Population of African descent in selected municipalities

Figure 2.5: Population of African descent in selected municipalities

In order to numerically evaluate the particularities of spatial distribution we can apply spatial statistics techniques to our spatial data. By analyzing maps we can visually distinguish types of distributions of different variables. We have already noticed that municipalities with high proportion of population of African descent form compact regions. This is an illustration of Tobler’s law – municipalities that share similar values are close to each other. However, the distribution of human sex rate doesn’t appear to form such pattern. Human sex ratio looks independent from spatial relationships of municipalities. Geostatistical way to evaluate spatial dependencies is spatial autocorrelation analysis. We will discuss this concept further in lessons 5 and 6. For now it is important to notice how Moran’s index and spatial correlogram — the method of spatial autocorrelation estimation — correspond to thematic maps. We can see significantly higher value of Moran’s index (0.7 vs 0.3) for percentage of population of African descent.

Moran index of population of African descent (left image) and human sex rate (right image)

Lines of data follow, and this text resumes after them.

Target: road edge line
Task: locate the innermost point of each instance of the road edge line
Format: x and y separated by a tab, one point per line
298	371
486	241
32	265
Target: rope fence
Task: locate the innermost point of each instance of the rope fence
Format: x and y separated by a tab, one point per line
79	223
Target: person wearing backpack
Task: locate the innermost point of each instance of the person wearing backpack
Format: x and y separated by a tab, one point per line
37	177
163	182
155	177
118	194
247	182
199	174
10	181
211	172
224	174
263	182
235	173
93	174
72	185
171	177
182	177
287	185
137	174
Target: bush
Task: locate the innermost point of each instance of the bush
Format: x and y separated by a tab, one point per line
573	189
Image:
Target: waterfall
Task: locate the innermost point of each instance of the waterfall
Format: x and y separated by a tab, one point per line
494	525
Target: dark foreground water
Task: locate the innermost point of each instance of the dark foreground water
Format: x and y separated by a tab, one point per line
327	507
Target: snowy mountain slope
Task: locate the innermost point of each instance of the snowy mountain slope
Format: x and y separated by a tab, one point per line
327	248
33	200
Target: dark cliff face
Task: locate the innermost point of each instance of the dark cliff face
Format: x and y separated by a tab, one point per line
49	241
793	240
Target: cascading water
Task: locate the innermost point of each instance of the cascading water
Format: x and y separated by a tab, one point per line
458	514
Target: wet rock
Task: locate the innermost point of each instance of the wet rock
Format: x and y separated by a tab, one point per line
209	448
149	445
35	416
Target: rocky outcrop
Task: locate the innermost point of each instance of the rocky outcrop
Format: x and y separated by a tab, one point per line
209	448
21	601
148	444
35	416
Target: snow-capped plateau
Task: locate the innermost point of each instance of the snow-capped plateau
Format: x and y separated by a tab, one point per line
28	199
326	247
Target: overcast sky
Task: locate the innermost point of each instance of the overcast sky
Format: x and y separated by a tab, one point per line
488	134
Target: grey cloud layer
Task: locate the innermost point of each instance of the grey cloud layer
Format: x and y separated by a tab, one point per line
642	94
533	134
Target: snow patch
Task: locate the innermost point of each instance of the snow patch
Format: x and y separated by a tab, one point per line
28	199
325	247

Figure 2.6: Moran index of population of African descent (left image) and human sex rate (right image)

2.3 Conclusion

In this lesson, we learned about the essence of spatial data analysis. We made a way from setting an initial hypothesis about the nature of the distribution of indicators to testing this hypothesis with the help of spatial analysis methods. This is the logic of our short course.

In the next two lessons, you will be introduced to exploratory data analysis techniques using plots creation and mapping in GeoDa. Then you will learn about clustering — techniques to separate regions based on formal attributes. The last two lessons are devoted to geostatistics and spatial autocorrelation analysis.

Thus, our course will allow you to learn how to use GeoDa to look from the outside at your usual ways of analyzing data.